INDIANAPOLIS — A new bipartisan bill in the state house aims to curb puppy mills while helping animal rescue services in the process.
House Bill 1160 will bar pet stores from selling dogs or cats unless they come from a shelter or rescue facility. The bill was authored by Democratic State Representative Chris Campbell and co-authored by Republican State Representative Tom Saunders.
“I think Indiana is among, if not the highest state, with the most puppy mills throughout the state,” tells Representative Campbell, “Anyone who has a pet in their life knows how important those animals are, and they want to make sure they are loved, cared for and healthy.”
“We were just trying to find a way to get homes for those animals,” says Representative Tom Saunders, “Are we going to put the puppy mills out of business or private breeders? No, but we are shining a light on the issue.”
Puppy mills have long drawn the ire of animal lovers as well as animal rescue facilities and shelters.
“Typically they are just turning out as many puppies as they can, and when that happens, quality of care tends to go down. Health and safety of the animals tends to go down,” explains Megan Davis, Director of Training and Communications Hamilton County Humane Society, “When people talk puppy mills, often you picture the Sarah McLachlan video in the backyard, and they are in these dirty cages. Many times that is the condition they are in.”
This push comes as some area shelters are seeing surging intake numbers. Davis says the Hamilton County Humane Society usually takes in 3,000 animals a year, but in 2021, they took in 4,000. They now have some of their animals in Petco and Pet Smart.

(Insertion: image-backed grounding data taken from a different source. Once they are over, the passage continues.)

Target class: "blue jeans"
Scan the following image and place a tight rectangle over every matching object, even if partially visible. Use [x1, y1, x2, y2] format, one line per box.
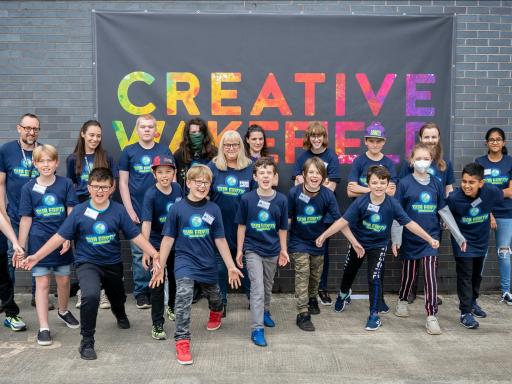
[217, 248, 250, 304]
[495, 218, 512, 294]
[130, 240, 151, 298]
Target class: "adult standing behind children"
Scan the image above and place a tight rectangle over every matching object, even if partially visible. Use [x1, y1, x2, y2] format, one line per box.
[119, 114, 174, 310]
[475, 127, 512, 305]
[294, 121, 340, 307]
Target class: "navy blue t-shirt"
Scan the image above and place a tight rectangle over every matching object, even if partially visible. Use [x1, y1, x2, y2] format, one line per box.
[0, 140, 41, 225]
[395, 174, 446, 259]
[19, 176, 78, 267]
[162, 199, 225, 284]
[475, 155, 512, 219]
[66, 153, 118, 198]
[141, 183, 183, 249]
[343, 193, 411, 250]
[446, 184, 503, 258]
[288, 185, 341, 255]
[398, 158, 455, 189]
[58, 200, 140, 265]
[207, 161, 255, 249]
[294, 148, 341, 183]
[235, 190, 288, 257]
[118, 143, 174, 217]
[348, 153, 397, 187]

“A lot of times those cats get adopted faster there because there are less animals there. You aren’t looking at 40. You are looking at six or seven. It helps people narrow down their options, so you don’t get option paralysis,” adds Davis, “They are also not surrounded by 80 other dogs barking all of the time, so it could help their personalities shine through.”
Representative Saunders says the bill has yet to reach a committee. Representative Campbell urges Hoosiers to contact the commerce committee to push them to hear the bill.